While it is easy to blame mortgage costs as the culprit behind the dip in housing affordability last year, the Housing Industry Association (HIA) said the biggest problem facing first-home buyers is actually securing a mortgage deal.
The HIA's Housing Affordability Index recorded declines in Sydney, Melbourne, Hobart, and Canberra during the last three months of 2019. Despite the slight deterioration in affordability, the HIA said the relationship between income levels and the cost of mortgage repayments compares favourably over the last two decades.
This means that servicing a mortgage is not actually a major constraint on homeownership that it has been in the past, said Tim Reardon, chief economist at the HIA.
"The sticking point facing the current generation of aspiring home buyers is obtaining a mortgage in the first place — this relates to the lengthening of the time it takes to save a deposit — and then meeting the increasingly stringent requirements of lenders," he said.
The series of measures that tightened the regulatory environment over the last decade seems to have worked against first-home buyers and has eliminated much of the flexibility in the mortgage market.
Furthermore, reforms in the financial sector have required banks to increase the value of assets they hold when lending to first-home buyers. This, in turn, made it increasingly expensive to lend to first-home buyers, said Reardon.
"Even if a first-home buyer has sufficient income to meet loan serviceability requirements, they typically borrow a high proportion of the property value — and borrow closer to their capacity — which means they are considered a higher risk," Reardon said.
Given the stricter query on household budgets and the restrictions on interest-only loans, first-home buyers are being compelled by the system to hit a deposit greater than 10%.
Industry data shows that 20% of new loans issued in 2009 were for first-home buyers with less than a 10% deposit. Reardon said this proportion dropped to 7% last year.
"Reducing risk of lending to first-home buyers comes at a cost, and that is the decline in homeownership. Homeownership must remain an attainable goal for all Australian households," he said.

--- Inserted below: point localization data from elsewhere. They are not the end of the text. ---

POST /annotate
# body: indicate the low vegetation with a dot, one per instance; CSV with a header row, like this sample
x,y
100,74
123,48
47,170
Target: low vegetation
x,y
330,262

A separate study by CoreLogic in September said Australians seem to have already gotten used to the persistent affordability crisis.
The study said the recent property boom resulted in elevated affordability ratios. In fact, the dwelling value-to-household income ratio today is 6.5:1, which means that a typical Australian household spends 6.5 times their gross annual income to buy a median-priced house at $524,000.
"Less than 20 years ago, it was 4.5 times. And the privilege of that problem is another. It takes, on average, 8.7 years to save for a 20% deposit. That's a long time; an eighth to a tenth of a lifetime," CoreLogic International CEO Lisa Claes said.
A recent survey by ME Bank showed that despite the rising house prices, Australians remained positive about their goals to achieve homeownership.
The ME Bank study found that more than half of first-home buyers are planning to buy property in the next 12 months. This improved homebuyer intentions could be attributed to the low interest-rate environment and the fear-of-missing-out trend, said Andrew Bartolo, general manager at ME.
"Rising property prices carry the risk of squeezing first-home buyers out of the market. However, they also signal a healthier market that presents a worthwhile long-term investment," he said.